En effet, au vu des conséquences particulièrement négatives de ce retrait pour notre pays qui présente une proximité géographique et historique unique avec le Royaume-Uni, les montants alloués ne semblent pas satisfaisants. La Secrétaire Générale aux Affaires Européennes (SGAE) nous a d'ailleurs fait part de la déception des autorités françaises qui avaient largement collaboré avec la Commission en amont de la proposition de règlement. Selon la projection réalisée par la Cour des comptes européenne, qui vient de rendre un avis sur le sujet, la France serait le quatrième bénéficiaire de ce fonds, dont elle percevrait environ 10 %, avec 396,5 millions d'euros, derrière l'Irlande (991,2 millions d'euros), les Pays-Bas (713,7 millions d'euros) et l'Allemagne (429,1 millions d'euros).

Cette enveloppe n'est clairement pas à la hauteur des dépenses qui ont été ou seront effectuées par l'État français et les collectivités locales pour faire face au retrait du Royaume-Uni.

Le SGAE nous a communiqué une estimation de la direction du budget du Ministère de l'économie et des finances. Environ 405 millions d'euros de dépenses de l'État seraient éligibles, sur la période 2020-2023. Certaines régions sont bien sûr particulièrement touchées, soit parce qu'elles sont désormais des points de passage de la frontière externe de l'Union, soit du fait de leur spécialisation économique, notamment sur la filière pêche. Il s'agit des régions Hauts-de-France, Normandie et Bretagne. La région Bretagne a - à elle seule - estimé ses besoins à 368 millions d'euros.
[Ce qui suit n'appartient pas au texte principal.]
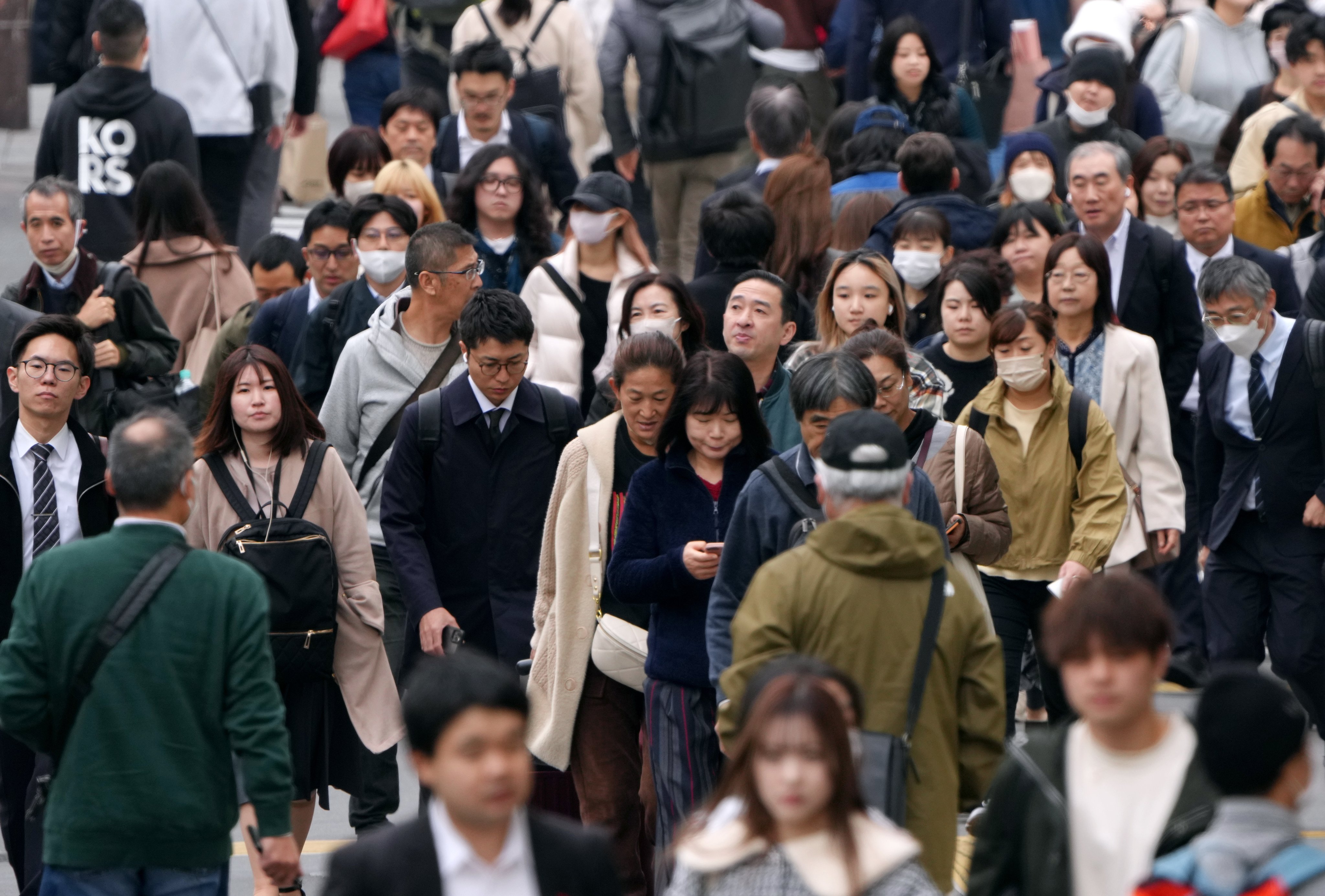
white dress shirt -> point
(464, 874)
(1238, 403)
(65, 465)
(1196, 264)
(470, 146)
(486, 405)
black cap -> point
(859, 428)
(602, 191)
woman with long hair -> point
(197, 281)
(667, 555)
(789, 817)
(261, 433)
(580, 717)
(500, 200)
(575, 296)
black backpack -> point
(299, 566)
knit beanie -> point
(1099, 64)
(1247, 729)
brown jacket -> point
(361, 661)
(180, 275)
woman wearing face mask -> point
(406, 179)
(261, 435)
(863, 288)
(1024, 236)
(1119, 370)
(789, 818)
(1096, 79)
(1156, 168)
(1065, 517)
(575, 296)
(578, 717)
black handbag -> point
(886, 759)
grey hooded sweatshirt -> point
(374, 378)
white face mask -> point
(593, 227)
(382, 265)
(917, 268)
(1024, 374)
(1031, 184)
(1084, 118)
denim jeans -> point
(60, 880)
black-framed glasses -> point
(36, 368)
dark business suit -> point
(1263, 579)
(569, 861)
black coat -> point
(569, 861)
(1157, 298)
(465, 526)
(96, 507)
(1287, 459)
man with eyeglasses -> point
(379, 231)
(53, 493)
(463, 515)
(409, 349)
(1279, 211)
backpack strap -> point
(222, 474)
(308, 480)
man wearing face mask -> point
(1096, 79)
(379, 231)
(132, 339)
(1261, 482)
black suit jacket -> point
(569, 861)
(1288, 459)
(1157, 298)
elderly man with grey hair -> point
(778, 507)
(144, 797)
(1261, 481)
(855, 595)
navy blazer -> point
(1288, 459)
(280, 322)
(465, 526)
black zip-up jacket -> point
(96, 507)
(103, 134)
(1022, 844)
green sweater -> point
(146, 777)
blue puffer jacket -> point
(668, 506)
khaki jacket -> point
(180, 275)
(1058, 513)
(361, 661)
(565, 616)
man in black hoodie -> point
(105, 130)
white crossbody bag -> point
(619, 648)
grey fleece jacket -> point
(1245, 834)
(371, 382)
(634, 30)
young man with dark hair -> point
(486, 84)
(929, 178)
(467, 717)
(379, 231)
(330, 260)
(104, 132)
(59, 495)
(463, 511)
(1086, 808)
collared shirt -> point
(1238, 403)
(65, 465)
(1197, 263)
(465, 874)
(470, 146)
(486, 405)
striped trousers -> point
(687, 760)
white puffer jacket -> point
(554, 357)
D'autres secteurs pourraient également être affectés (transports, agroalimentaire, tourisme, import/export) dans d'autres régions (Ile-de-France, Grand Est, etc.). Un recensement des dépenses effectuées par les régions est ainsi en cours. Il est coordonné par l'Agence nationale de cohésion des territoires (ANCT).
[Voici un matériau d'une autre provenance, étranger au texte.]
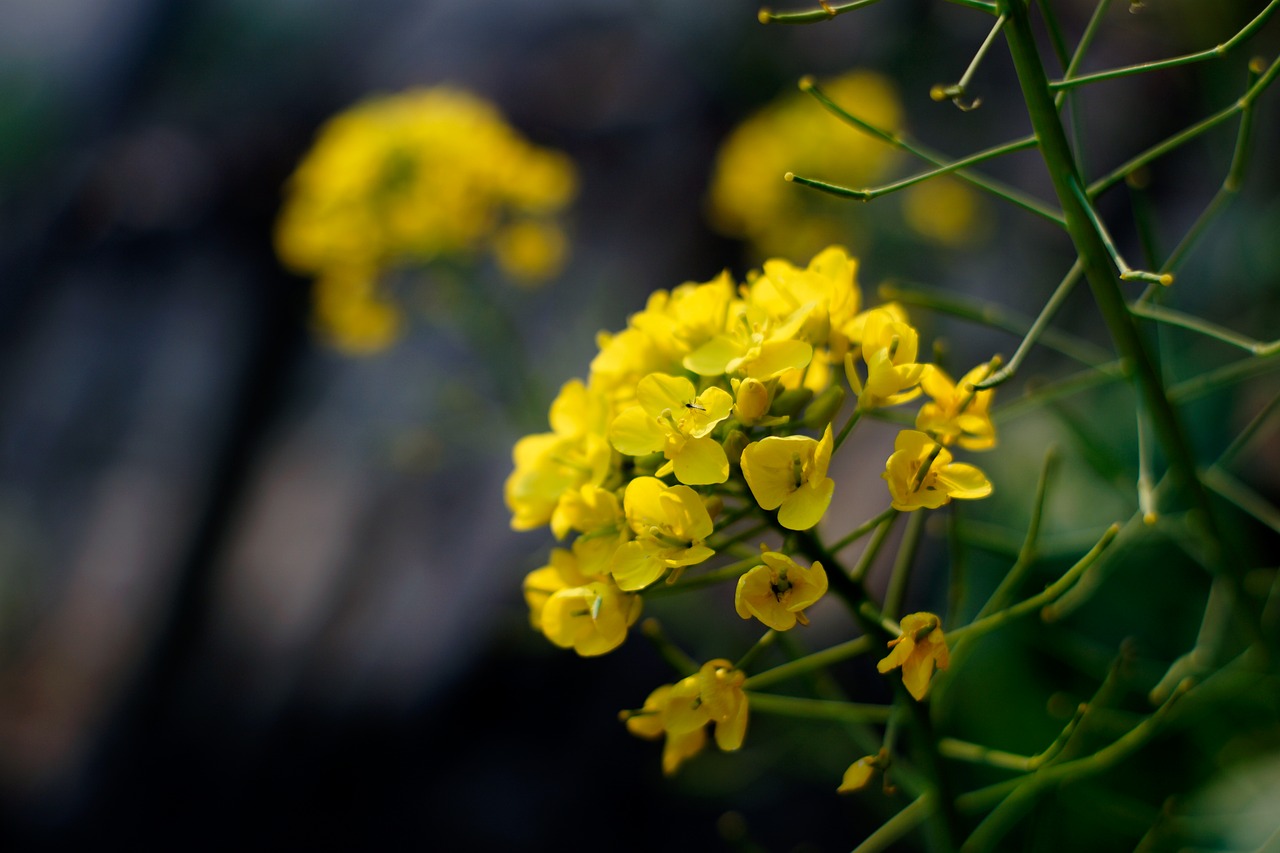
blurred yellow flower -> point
(405, 179)
(748, 197)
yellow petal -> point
(702, 461)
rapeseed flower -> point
(789, 474)
(778, 591)
(918, 651)
(920, 474)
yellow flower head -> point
(650, 721)
(890, 349)
(551, 465)
(670, 525)
(958, 414)
(789, 474)
(920, 474)
(749, 200)
(408, 178)
(920, 647)
(672, 418)
(778, 591)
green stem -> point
(805, 708)
(1000, 318)
(810, 662)
(1031, 605)
(995, 187)
(862, 530)
(876, 192)
(1201, 55)
(1037, 328)
(1028, 553)
(960, 89)
(1173, 316)
(895, 828)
L'enveloppe prévue pour la France, dans le cadre de cette réserve, est donc loin de couvrir la totalité des dépenses engagées. Pour remédier à cette injustice, nous appelons, dans la proposition de résolution, à plusieurs modifications de la proposition de la Commission pour permettre une plus juste compensation des conséquences négatives du retrait du Royaume-Uni sur l'économie des États membres, et notamment de la France.

D'abord, la méthode de répartition de la réserve ne paraît pas satisfaisante : le poids et le calcul du facteur lié aux échanges conduisent notamment à une « surévaluation » des transferts de services financiers par rapport aux échanges de marchandises, pénalisant ainsi des pays comme la France et favorisant au contraire le Luxembourg, les Pays-Bas ou l'Irlande.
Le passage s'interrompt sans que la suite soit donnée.